I patched this moment in our attention processor, so that if you add any ip adapter or regional prompt then you should get normal output.
Branch with our attention processor currently executes only if we have ip adapter or regional prompt. We can change it by removing _adjust_memory_efficient_attention, but I unsure if it should be done in this PR and if it should be done at all as a bit later this code will be removed at all when modular backend will be completed.
Returned back normal attention as tests show that it works on some mps systems faster than torch-sdp.
Also 'merge' sliced attention in this attentions, so that we select attention_type=normal/torch-sdp and then can add attention_slice_size if we want do sliced attention. This sliced attention will use for each slice algo from attention_type, previously it works with algo from normal attention.
pls run scripts/update_config_docstring.py to update the config docstrings
How critical is it to remove xformers completely vs leaving it as an option?
torch-sdp is 4.8x slower on older generation Pascal GPUs, like P40 or P100 or the Nvidia 10xx GPUs. For SDXL, this means 8.8 vs 1.8 seconds/iter
Other than that, torch-sdp is slightly faster on Ampere and Turing. Likely also on Ada, but i haven't tested that one.

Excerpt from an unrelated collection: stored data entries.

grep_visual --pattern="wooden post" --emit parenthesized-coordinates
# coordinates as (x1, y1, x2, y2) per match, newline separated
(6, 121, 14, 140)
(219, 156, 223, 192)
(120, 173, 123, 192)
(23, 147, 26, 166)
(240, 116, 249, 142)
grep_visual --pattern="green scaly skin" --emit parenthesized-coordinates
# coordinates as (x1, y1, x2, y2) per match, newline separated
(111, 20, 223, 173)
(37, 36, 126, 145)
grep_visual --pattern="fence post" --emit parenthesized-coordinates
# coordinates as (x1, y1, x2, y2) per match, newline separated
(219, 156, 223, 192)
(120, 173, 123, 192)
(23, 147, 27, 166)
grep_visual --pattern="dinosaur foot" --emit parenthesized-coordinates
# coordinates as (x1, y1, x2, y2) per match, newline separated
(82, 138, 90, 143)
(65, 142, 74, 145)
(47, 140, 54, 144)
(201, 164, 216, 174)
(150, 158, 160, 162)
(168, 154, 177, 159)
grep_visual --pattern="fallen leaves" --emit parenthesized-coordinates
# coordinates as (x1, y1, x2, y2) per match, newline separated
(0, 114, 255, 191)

As I said - it cost nothing to support it further in code. But looks like most peoples thought it should be removed, so I removed.
I can easily return it.
Should we select attention type based on cuda compute capability that starting from 7.5 default is torch-sdp and for older ones default xformers(if available)?
That seems reasonable, with a configurable override if user wants to force one.

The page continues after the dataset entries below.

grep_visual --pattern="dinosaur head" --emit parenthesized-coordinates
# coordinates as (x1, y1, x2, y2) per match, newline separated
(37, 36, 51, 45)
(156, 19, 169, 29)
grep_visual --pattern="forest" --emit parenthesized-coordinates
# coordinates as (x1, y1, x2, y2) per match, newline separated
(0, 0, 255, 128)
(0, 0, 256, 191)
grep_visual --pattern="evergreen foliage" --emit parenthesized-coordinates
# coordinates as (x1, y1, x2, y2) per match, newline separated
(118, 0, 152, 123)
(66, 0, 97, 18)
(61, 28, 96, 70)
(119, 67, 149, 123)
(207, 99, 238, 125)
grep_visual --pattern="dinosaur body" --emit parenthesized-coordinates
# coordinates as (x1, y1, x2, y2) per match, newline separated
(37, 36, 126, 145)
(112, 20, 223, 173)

Does look like we should add it back.
The PyTorch blog says Flash Attention is supported from sm80 compute capability onwards: https://pytorch.org/blog/accelerated-pytorch-2/, so perhaps we should default to xformers for anything lower than that. (As @hipsterusername said, with a configurable override).

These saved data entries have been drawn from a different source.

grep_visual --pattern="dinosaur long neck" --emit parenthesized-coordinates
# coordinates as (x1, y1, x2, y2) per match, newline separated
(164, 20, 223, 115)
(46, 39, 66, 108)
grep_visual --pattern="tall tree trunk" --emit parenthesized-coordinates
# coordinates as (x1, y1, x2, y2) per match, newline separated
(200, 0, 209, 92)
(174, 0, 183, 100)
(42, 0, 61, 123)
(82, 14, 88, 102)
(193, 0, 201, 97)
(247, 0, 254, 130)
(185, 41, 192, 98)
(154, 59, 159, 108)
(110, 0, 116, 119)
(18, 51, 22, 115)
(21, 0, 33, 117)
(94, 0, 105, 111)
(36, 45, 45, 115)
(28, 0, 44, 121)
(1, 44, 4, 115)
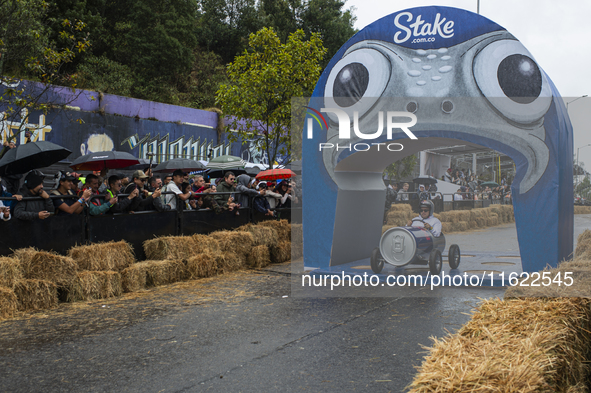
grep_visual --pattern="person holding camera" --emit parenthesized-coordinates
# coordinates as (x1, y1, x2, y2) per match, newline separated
(14, 170, 55, 221)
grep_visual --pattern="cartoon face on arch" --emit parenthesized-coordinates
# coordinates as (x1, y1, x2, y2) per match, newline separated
(320, 31, 553, 194)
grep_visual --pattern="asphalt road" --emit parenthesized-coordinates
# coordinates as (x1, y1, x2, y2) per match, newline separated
(0, 217, 588, 393)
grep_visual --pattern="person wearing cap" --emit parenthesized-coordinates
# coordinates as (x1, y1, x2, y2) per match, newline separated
(13, 170, 55, 220)
(165, 169, 192, 210)
(123, 169, 162, 211)
(106, 175, 140, 213)
(406, 200, 442, 237)
(50, 172, 92, 215)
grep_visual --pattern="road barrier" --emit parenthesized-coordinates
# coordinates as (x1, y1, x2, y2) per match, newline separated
(0, 192, 301, 258)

Not for this PR, but I did some performance testing and we'll probably want to address this at some point:
SDXL:
>>> Time taken to prepare attention processors: 0.10069823265075684s
>>> Time taken to prepare attention processors: 0.07877492904663086s
>>> Time taken to set attention processors: 0.1278061866760254s
>>> Time taken to reset attention processors: 0.13225793838500977s
Code used to measure:
def apply_custom_attention(self, unet: UNet2DConditionModel):
"""A context manager that patches `unet` with CustomAttnProcessor2_0 attention layers."""
start = time.time()
attn_procs = self._prepare_attention_processors(unet)
time_1 = time.time()
print(f">>> Time taken to prepare attention processors: {time_1 - start}s")
orig_attn_processors = unet.attn_processors
time_2 = time.time()
print(f">>> Time taken to prepare attention processors: {time_2 - time_1}s")
try:
# Note to future devs: set_attn_processor(...) does something slightly unexpected - it pops elements from
# the passed dict. So, if you wanted to keep the dict for future use, you'd have to make a
# moderately-shallow copy of it. E.g. `attn_procs_copy = {k: v for k, v in attn_procs.items()}`.
unet.set_attn_processor(attn_procs)
time_3 = time.time()
print(f">>> Time taken to set attention processors: {time_3 - time_2}s")
yield None
finally:
time_4 = time.time()
unet.set_attn_processor(orig_attn_processors)
time_5 = time.time()
print(f">>> Time taken to reset attention processors: {time_5 - time_4}s")
It looks like there was a significant re-write of the attention logic after the latest round of review and testing on this PR. @StAlKeR7779 can you shed some light on the benefits / motivation for that latest re-write?
Given the amount of testing and discussion that went into this branch before the re-write, I'm wondering if we should revert those latest changes, merge this PR, and then open a new PR with the changes. Let me know what you think.